People are always trying to find a specific relationship between things in their daily lives. For example, is there a relationship between smoking and longevity? Will education level affect income level? For problems like this, correlation analysis is a commonly used statistical method to explore the relationship between variables.
In daily analysis work, we often encounter analysis of the correlation between continuous variables (numerical values). The most commonly used statistical method is Pearson’s c The correlation coefficient (r) is between -1 and 1; the closer the absolute value is to 1, the stronger the correlation. The positive and negative means the positive correlation and the negative correlation. In addition, there are Spearman’s correlation coefficient and Kendall’s correlation coefficient. These two correlation coefficient application conditions are different; here, I focus on Pearson’s correlation coefficient.
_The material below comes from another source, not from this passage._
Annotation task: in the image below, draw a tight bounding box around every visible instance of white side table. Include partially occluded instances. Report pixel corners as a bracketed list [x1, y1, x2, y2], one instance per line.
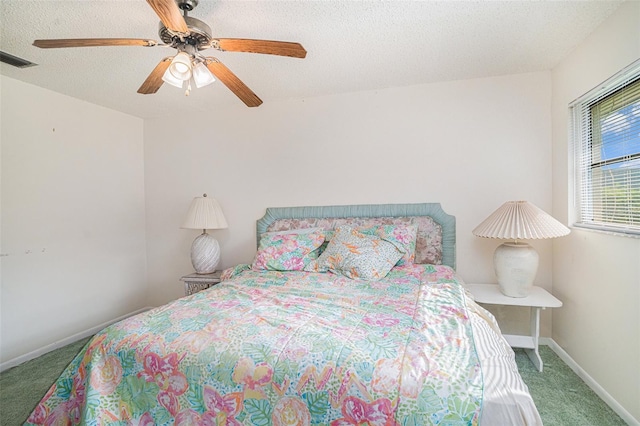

In this case, I will use Alteryx to calculate the correlations between IOWA liquor sales data (https://data.iowa.gov/Sales-Distribution/Iowa-Liquor-Sales/m3tr-qhgy) and IOWA demographic data(https://www.iowa-demographics.com/); and then visualize the correlations in tableau
Two methods to explore and demonstrate the correlations
- Graphical observation method: determine whether there is a certain correlation between the two by plotting a scatter diagram
- Scientific calculation method: by calculating the correlation coefficient r
Alteryx workflow to prepare the data
- Join the above-mentioned dataset together
2. Use the joined dataset as input and connect it to the Pearson correlation Tool to calculate the correlation coefficient; Here, I also add an optional normalization step before the calculation. To normalize the dataset, I use python code and Sklearn Package to achieve it
3. Restructure the dataset for the best visualization practice. I output two dataset structures, and one is the narrow data for making the heatmap, another one is a wide table to make the scatter plot
4. Demonstrate the correlation in the tableau by heatmap and scatter plot.
5. Summary: By observing the color of the heat map, we can quickly determine that there are two strong positive correlations, one positive correlation is between liquid sales and the black population，another one is between liquid sales and population with age female 20-40 years old.